Guerrilha do Araguaia: O Conflito Esquecido da Ditadura Militar Brasileira
Entre as densas florestas do sul do Pará e norte do Tocantins, na região do rio Araguaia, ocorreu um dos episódios mais misteriosos, violentos e silenciados da história recente do Brasil: a Guerrilha do Araguaia. O conflito, que se estendeu entre 1972 e 1974, foi protagonizado por militantes do Partido Comunista do Brasil (PCdoB) e o Exército Brasileiro, durante o período da ditadura militar (1964–1985).
O que foi a Guerrilha do Araguaia?
A Guerrilha do Araguaia foi uma tentativa do PCdoB de iniciar uma revolução armada de inspiração maoísta no Brasil, baseada no modelo da Revolução Chinesa, que partia do campo para a cidade. O plano dos militantes era formar uma base de resistência no campo, junto a camponeses, e, a partir dali, construir um movimento nacional contra o regime militar.
Eles escolheram a região do Bico do Papagaio — na divisa entre os atuais estados do Pará, Maranhão e Tocantins — por ser isolada, com difícil acesso e pouco controle do Estado. Entre o final dos anos 1960 e início dos anos 1970, cerca de 70 militantes comunistas se infiltraram na região, vivendo como agricultores e tentando ganhar o apoio da população local.
A Repressão do Exército
O movimento foi descoberto pelo regime, e a resposta veio de forma brutal.
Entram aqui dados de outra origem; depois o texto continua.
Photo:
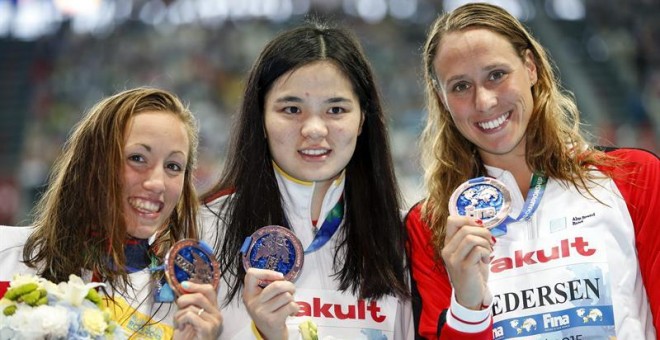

A partir de 1972, o Exército iniciou operações secretas na região, com missões de reconhecimento, infiltração, prisões, torturas e execuções. Três grandes campanhas militares foram realizadas entre 1972 e 1974, mobilizando milhares de soldados, inclusive com o uso de aviões, helicópteros e tropas especiais.
O conflito foi desigual: de um lado, guerrilheiros mal armados, em pequeno número, vivendo na selva; do outro, o poderio militar do Estado. Quase todos os guerrilheiros foram mortos ou desapareceram. Até hoje, os corpos de muitos deles nunca foram encontrados.
Censura e Silêncio
A Guerrilha do Araguaia foi rigorosamente censurada pela ditadura. Durante anos, a população brasileira sequer sabia que o conflito havia ocorrido. Jornalistas que tentaram cobrir a história foram perseguidos, e documentos oficiais foram destruídos ou ocultados.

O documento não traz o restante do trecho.